Fri 13 Sep 2013
A 1001 MIDNIGHTS Review: POUL ANDERSON – Murder Bound.
Posted by Steve under 1001 Midnights , Reviews[2] Comments
by Bill Pronzini
POUL ANDERSON – Murder Bound. Macmillan, hardcover, 1962. No paperback edition.
A celebrated writer of fantasy and science fiction for more than thirty-five years, Poul Anderson produced three mystery novels (and a handful of short stories) in the 1950s and 1960s featuring Trygve Yamamura, a half Norwegian, half Japanese/Hawaiian judo expert, samurai-sword connoisseur, and private investigator. Murder Bound is the last and in some ways best of the three — an eerie tale of murder and menace spiced with elements of the supernatural.
On board the Norwegian freighter Valborg bound for San Francisco, a Nazi fugitive named Benrud is discovered masquerading as chief steward. Benrud, armed with a red fire ax, vanishes during the struggle to capture him. He is presumed drowned, and yet doubts linger in the minds of the Valborg’s crew and only passenger, mathematician Conrad Lauring.
Those doubts prove prophetic: Later, in San Francisco, Lauring finds himself haunted by a faceless form-a man who whistles the Horst Wessel song, who drips seaweed, who carries a red fire ax. Is it the specter of one who died at sea, what the superstitious Norwegian sailors call a draug? Or is Benrud still alive and bent on further crimes?

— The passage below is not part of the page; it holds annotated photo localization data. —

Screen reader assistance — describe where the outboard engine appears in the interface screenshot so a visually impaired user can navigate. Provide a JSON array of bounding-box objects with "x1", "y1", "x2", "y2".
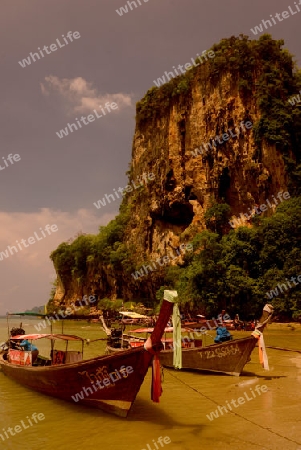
[
  {"x1": 108, "y1": 328, "x2": 123, "y2": 348},
  {"x1": 0, "y1": 342, "x2": 9, "y2": 352},
  {"x1": 10, "y1": 327, "x2": 25, "y2": 337},
  {"x1": 0, "y1": 326, "x2": 25, "y2": 358},
  {"x1": 8, "y1": 327, "x2": 25, "y2": 350}
]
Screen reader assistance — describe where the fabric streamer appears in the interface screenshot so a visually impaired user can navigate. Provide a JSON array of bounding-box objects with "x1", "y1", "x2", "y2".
[
  {"x1": 252, "y1": 330, "x2": 269, "y2": 370},
  {"x1": 172, "y1": 302, "x2": 182, "y2": 369},
  {"x1": 259, "y1": 333, "x2": 269, "y2": 370},
  {"x1": 163, "y1": 290, "x2": 178, "y2": 302}
]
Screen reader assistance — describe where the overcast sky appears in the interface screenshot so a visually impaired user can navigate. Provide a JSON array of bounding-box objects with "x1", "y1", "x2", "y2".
[{"x1": 0, "y1": 0, "x2": 300, "y2": 314}]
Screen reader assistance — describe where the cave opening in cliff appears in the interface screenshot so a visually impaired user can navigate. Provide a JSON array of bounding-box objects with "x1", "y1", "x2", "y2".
[
  {"x1": 185, "y1": 186, "x2": 198, "y2": 201},
  {"x1": 151, "y1": 201, "x2": 194, "y2": 226},
  {"x1": 178, "y1": 117, "x2": 186, "y2": 160},
  {"x1": 218, "y1": 167, "x2": 231, "y2": 199},
  {"x1": 165, "y1": 169, "x2": 176, "y2": 191}
]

Trygve Yamamura is called in to investigate and sleuths his way to the truth in “a truly chilling climax in the ill-lit hold of the Valborg, when natural and seemingly supernatural forces meet and lock in deadly embrace.”
Yamamura is much more a cerebral detective than a man of action, so the pace here tends to be rather slow. He is also rather colorless and sketchily drawn, despite his ethnic heritage and skills, and tends to hold some curious (and unappetizing) political and sociological opinions. Still, Murder Bound is entertaining, primarily because it is rich in the smell of sea and fog, and the flavor of Norse legends.

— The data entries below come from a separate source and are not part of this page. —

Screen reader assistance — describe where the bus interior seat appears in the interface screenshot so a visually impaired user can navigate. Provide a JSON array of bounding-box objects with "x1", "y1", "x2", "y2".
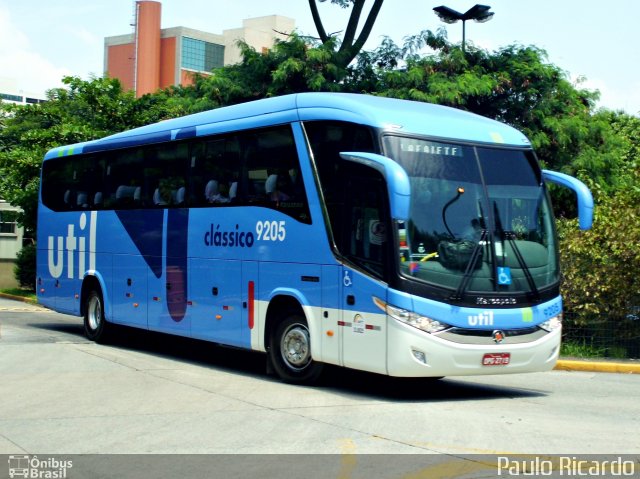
[
  {"x1": 64, "y1": 190, "x2": 74, "y2": 208},
  {"x1": 205, "y1": 180, "x2": 219, "y2": 202},
  {"x1": 174, "y1": 187, "x2": 186, "y2": 205},
  {"x1": 265, "y1": 174, "x2": 278, "y2": 199},
  {"x1": 205, "y1": 180, "x2": 233, "y2": 204},
  {"x1": 153, "y1": 188, "x2": 164, "y2": 205},
  {"x1": 229, "y1": 182, "x2": 238, "y2": 201},
  {"x1": 116, "y1": 185, "x2": 141, "y2": 206},
  {"x1": 76, "y1": 192, "x2": 89, "y2": 208}
]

Anderson’s other two Trygve Yamamura novels are Perish by the Sword (1959), which deals with a stolen samurai sword; and Murder in Black Letter (1960), which is concerned with a valuable pre-Renaissance manuscript on witchcraft and the murder of a history professor at the University of California.
———
Reprinted with permission from 1001 Midnights, edited by Bill Pronzini & Marcia Muller and published by The Battered Silicon Dispatch Box, 2007. Copyright © 1986, 2007 by the Pronzini-Muller Family Trust.
September 14th, 2013 at 4:44 pm
Poul Anderson wrote some good science fiction short stories with mystery elements:
“Adventure of the Martian Crown Jewels” (1958)
“Eve Times Four” (1960)
The only Trygve Yamamura tale I’ve read is a short story:
“Dead Phone” (1964)
Unfortunately, I didn’t enjoy it.
I’m not expert on Anderson. The only sf novel read here is The Corridors of Time (1965), which I liked as a teenager.
September 14th, 2013 at 4:56 pm
I’ve never read any of Anderson’s mystery fiction, although the idea of a main protagonist named Trygve Yamamura has always intrigued me more than a little.
I used to read a lot of his SF (but never his fantasy fiction), but when I tried some of his work again not too long ago, I found his writing tedious and boring, filled with characters lecturing each other on things they really ought to have already known.
Which is not to denigrate the grand scope of his work. He was very popular in his day, and I think much of his SF is still in print.